It should be there is part of the loom assembly, could be tucked behind your battery. It looks just like the end of the wire has been cut off but just a little thicker. Or, give Sargents a call and ask for Carl, very helpful will guide you through a few things to try


----------



## andynkim (Apr 9, 2007)

hi boggy
I have just had another look and followed the wiring where it comes into the battery locker and the only posible wires are thin and black and terminate in a small 2 way plug that has nothing pluged into it.
I have emailed Sargent from there website so will wait for reply.

Cheers all
Andy


----------



## Broom (Oct 8, 2007)

Hi Andy

The connector you have just mentioned is for the additional battery, the sensor is just like a cut cable about 6mm dia.

Best Regards
Broom


----------



## andynkim (Apr 9, 2007)

Hi Broom
Thanks but I can see the large connector for the 2nd battery but also at about the same length is a much smaller connector with much smaller wires only about 6mm accross with 2 very small connectors.
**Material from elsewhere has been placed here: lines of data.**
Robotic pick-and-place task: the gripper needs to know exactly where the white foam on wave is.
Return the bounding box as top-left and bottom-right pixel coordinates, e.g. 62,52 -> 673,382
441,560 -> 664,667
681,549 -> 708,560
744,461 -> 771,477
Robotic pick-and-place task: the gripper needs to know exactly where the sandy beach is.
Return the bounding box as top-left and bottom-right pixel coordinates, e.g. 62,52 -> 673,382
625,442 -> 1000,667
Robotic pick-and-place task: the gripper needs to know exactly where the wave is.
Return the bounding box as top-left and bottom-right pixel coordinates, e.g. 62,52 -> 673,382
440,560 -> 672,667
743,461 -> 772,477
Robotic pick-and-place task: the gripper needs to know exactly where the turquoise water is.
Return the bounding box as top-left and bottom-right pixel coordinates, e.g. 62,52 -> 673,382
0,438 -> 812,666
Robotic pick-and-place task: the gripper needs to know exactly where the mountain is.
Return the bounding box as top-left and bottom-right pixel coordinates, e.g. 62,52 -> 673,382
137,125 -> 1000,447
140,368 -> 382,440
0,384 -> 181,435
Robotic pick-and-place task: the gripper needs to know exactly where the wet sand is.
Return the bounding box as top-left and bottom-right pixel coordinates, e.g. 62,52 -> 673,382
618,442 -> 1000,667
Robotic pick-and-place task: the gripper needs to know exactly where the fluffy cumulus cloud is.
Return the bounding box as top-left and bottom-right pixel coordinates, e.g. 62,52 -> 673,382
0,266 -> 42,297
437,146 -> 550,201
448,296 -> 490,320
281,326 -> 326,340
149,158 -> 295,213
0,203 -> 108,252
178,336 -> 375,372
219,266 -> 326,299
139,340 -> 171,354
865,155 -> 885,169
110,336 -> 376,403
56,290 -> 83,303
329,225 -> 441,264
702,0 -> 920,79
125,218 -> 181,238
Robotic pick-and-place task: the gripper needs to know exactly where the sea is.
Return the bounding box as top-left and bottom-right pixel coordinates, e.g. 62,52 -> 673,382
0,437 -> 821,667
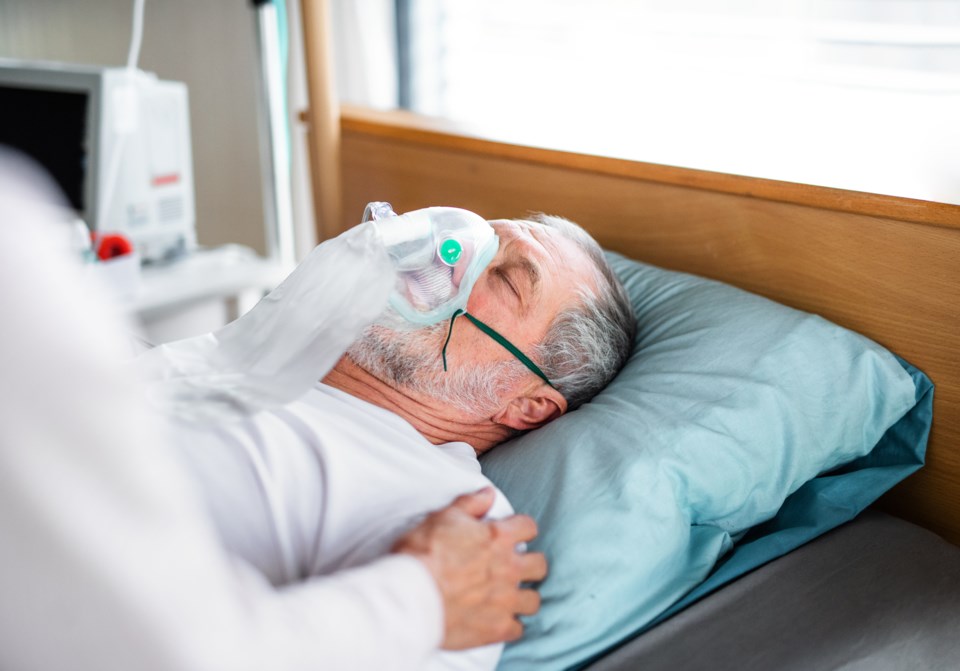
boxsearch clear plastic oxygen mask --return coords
[363,202,500,329]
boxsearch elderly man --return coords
[0,155,632,671]
[148,211,634,669]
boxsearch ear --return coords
[493,384,567,431]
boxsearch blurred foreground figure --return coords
[0,154,543,671]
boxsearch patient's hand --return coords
[393,488,547,650]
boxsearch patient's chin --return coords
[347,324,443,389]
[347,324,522,418]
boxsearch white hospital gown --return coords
[178,383,512,669]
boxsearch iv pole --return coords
[251,0,297,270]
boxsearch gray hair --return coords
[531,214,637,410]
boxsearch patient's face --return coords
[349,221,595,414]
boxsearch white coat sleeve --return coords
[134,222,396,422]
[0,157,442,671]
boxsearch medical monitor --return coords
[0,59,196,261]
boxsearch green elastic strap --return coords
[441,310,556,389]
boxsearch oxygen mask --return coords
[363,202,500,329]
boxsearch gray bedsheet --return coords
[588,511,960,671]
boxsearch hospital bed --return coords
[324,107,960,671]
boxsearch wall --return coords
[0,0,264,253]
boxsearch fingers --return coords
[515,589,540,615]
[519,552,547,582]
[491,515,537,543]
[450,487,496,519]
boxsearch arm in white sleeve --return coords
[135,222,396,421]
[0,161,442,671]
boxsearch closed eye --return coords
[493,268,521,300]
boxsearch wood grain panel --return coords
[342,106,960,544]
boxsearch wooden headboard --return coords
[326,103,960,544]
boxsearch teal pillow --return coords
[482,254,930,669]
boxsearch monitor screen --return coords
[0,84,90,213]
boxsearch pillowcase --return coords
[482,254,925,669]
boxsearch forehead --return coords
[490,220,596,298]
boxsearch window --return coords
[336,0,960,203]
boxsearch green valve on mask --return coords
[438,238,463,266]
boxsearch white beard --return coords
[347,322,525,417]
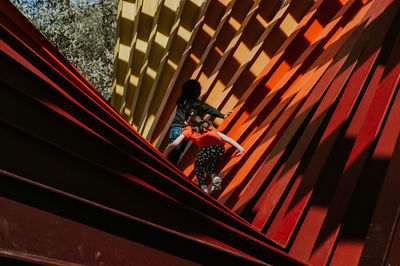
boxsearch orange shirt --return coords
[182,126,224,147]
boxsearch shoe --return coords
[211,175,222,193]
[200,185,208,194]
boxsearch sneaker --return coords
[211,175,222,193]
[200,185,208,194]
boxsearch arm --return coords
[193,100,227,118]
[163,134,185,156]
[218,132,244,156]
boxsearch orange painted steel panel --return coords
[331,35,400,265]
[260,0,396,252]
[310,21,400,263]
[233,0,370,216]
[220,0,364,209]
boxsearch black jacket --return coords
[171,99,225,128]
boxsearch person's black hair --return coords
[176,79,201,107]
[186,108,211,134]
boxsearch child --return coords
[168,79,229,165]
[164,109,244,193]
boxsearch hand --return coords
[224,110,233,118]
[235,149,244,157]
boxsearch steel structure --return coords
[0,0,400,265]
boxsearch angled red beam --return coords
[184,1,351,185]
[252,0,376,232]
[331,34,400,265]
[233,0,369,213]
[310,19,400,263]
[280,0,400,259]
[358,127,400,266]
[220,1,360,206]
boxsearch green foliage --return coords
[11,0,118,99]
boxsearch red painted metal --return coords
[0,0,400,265]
I have had a reply from Karl at Sargent and they are sending me a sensor FOC so some good news in the current climate.

I will add an entry in company reports when all is settled.

Thanks Sargent.


----------



## Sargent (Feb 1, 2008)

Thx andynkim,

Your part has left us today and should arrive with you first class tomorrow. For such a small part it wasn't worth charging you for it as the costs involved in administration would far outway the cost of the part and delivery costs, so we are happy to send it FOC. 

Best Regards

Karl Hulse
Sargent Electrical Services Ltd


----------



## Broom (Oct 8, 2007)

Hi All

Well done Sargent one of the better company's in this Motorhome world.

Best Regards
Broom


----------



## lufc (Jun 24, 2007)

I had same problem and same quick response from Karl at Sargent. THe question has to be "Why are Autotrail not fitting these parts?"


----------



## Sargent (Feb 1, 2008)

*Battery Temperature Sensor*

Lufc,

We supply the Sensor to Autotrail with the Harness kit, the wiring for this sensor is on all models but not used on all which is where the confusion starts. All EC325PSU models use this sensor and need it to operate correctly, any models with an EC225PSU dont use it. This confusion has only appeared on a couple of vans so far.

Best Regards

Karl Hulse
Sargent Electrical Services Ltd


----------



## andynkim (Apr 9, 2007)

Hi All
Recieved and fitted sensor today and sure enough the amber LED has gone out, now I only have the green and all is well.

Thanks again to Karl at Sargent for quick help and cure.

Andy


----------